格納式ドアハンドルは、EVを象徴するデザインとして普及しました。しかし、事故で電源が失われると開けられない、非常用レバーが見つけにくい、車外から救出できないといった問題が表面化しています。中国は2027年から新たな安全基準を導入し、米国でもNHTSAが業界全体を対象とする規則づくりに着手しました。なぜドアハンドルが各国の規制対象になっているのか、普及の背景と安全上の論点、BMWを含むメーカーへの影響を私が整理します。
- ✅米国は格納式ドアハンドル規制を検討
- ✅中国は2027年から機械式解除を義務化
- ✅BMW iX3は市場別に安全仕様を変更
格納式ドアハンドルがEVを中心に普及した理由
出典:nikkan.co.jpより
格納式ドアハンドルは、使用しないときにハンドルをボディ面へ収める構造です。

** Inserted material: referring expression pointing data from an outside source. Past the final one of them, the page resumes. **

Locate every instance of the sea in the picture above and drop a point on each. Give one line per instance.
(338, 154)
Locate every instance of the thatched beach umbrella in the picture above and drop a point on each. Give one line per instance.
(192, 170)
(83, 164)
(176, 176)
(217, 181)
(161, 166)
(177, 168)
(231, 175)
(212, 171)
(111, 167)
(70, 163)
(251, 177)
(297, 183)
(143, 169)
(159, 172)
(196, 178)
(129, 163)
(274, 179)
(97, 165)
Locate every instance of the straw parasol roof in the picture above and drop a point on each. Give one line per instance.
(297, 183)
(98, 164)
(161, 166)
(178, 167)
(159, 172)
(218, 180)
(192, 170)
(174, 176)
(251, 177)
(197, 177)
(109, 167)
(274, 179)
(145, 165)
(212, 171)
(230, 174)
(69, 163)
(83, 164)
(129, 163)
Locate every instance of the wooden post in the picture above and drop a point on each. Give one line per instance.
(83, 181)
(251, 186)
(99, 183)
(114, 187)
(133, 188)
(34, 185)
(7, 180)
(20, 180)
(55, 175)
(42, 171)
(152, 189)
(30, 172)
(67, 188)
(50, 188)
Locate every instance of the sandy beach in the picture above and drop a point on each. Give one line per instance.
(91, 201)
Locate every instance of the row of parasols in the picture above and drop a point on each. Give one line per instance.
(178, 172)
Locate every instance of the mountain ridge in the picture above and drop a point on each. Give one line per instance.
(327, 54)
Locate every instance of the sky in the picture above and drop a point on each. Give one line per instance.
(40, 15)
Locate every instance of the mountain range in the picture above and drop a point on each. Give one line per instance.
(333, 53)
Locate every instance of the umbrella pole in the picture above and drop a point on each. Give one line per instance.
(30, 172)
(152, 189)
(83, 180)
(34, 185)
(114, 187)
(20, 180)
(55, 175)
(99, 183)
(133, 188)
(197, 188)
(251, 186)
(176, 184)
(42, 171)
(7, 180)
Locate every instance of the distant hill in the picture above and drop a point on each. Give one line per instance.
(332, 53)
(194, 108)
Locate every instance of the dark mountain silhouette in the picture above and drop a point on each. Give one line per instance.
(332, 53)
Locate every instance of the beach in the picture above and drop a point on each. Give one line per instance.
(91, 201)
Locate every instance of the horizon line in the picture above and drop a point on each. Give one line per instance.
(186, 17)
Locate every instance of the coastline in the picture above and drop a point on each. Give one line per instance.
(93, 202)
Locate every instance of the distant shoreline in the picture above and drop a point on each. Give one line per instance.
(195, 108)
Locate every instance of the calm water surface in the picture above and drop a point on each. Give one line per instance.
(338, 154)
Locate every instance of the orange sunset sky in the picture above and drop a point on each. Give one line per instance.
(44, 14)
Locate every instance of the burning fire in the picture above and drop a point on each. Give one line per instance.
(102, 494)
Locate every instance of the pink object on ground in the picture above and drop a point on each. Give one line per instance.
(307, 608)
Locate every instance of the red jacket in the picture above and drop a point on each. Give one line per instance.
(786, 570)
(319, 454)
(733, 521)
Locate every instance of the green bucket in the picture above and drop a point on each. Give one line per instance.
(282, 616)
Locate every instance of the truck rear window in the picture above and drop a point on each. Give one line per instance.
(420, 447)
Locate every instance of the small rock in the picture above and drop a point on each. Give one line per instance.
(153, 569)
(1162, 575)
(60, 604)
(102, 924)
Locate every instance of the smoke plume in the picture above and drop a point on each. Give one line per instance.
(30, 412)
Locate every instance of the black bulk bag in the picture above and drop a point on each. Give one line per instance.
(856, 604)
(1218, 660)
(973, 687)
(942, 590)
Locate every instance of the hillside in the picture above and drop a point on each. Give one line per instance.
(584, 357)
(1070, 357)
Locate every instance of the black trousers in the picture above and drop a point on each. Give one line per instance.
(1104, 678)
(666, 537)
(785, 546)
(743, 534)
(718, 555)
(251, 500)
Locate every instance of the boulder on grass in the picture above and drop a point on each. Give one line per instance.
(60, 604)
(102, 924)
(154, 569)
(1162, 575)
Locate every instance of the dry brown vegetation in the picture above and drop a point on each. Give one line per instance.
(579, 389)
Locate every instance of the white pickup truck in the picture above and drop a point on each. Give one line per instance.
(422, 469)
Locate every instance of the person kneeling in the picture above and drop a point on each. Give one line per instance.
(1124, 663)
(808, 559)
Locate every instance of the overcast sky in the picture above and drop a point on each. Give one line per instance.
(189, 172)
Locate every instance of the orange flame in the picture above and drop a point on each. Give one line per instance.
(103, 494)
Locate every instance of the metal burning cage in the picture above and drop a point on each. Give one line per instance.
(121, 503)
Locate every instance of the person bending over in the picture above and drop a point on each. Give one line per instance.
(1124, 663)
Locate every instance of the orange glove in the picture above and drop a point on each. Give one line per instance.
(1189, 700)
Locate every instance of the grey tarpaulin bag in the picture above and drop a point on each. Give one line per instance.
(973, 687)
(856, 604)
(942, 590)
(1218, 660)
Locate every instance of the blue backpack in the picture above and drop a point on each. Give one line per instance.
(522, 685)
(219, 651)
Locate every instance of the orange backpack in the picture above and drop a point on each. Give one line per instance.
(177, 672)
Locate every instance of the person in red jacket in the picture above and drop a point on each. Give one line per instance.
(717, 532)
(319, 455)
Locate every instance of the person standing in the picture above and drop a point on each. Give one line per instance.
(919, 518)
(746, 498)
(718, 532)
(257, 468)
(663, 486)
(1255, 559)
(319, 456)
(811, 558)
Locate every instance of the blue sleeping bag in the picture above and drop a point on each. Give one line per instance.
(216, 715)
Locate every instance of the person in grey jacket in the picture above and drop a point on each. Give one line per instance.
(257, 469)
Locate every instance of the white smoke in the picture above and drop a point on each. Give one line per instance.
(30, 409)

車体側面の凹凸を減らして空気の流れを整えやすく、空気抵抗の低減を重視するEVを中心に採用が広がりました。航続距離が重要なEVでは、小さな空力改善にも意味があります。
外からハンドルが目立たないため、ボディ側面を滑らかに見せられることも普及した理由です。自動的に展開する仕組みは、先進性の演出にもなります。一方、モーターやセンサーが必要になり、機械式より構造は複雑です。デザインと利便性を優先した結果、電源喪失時の安全性が課題になりました。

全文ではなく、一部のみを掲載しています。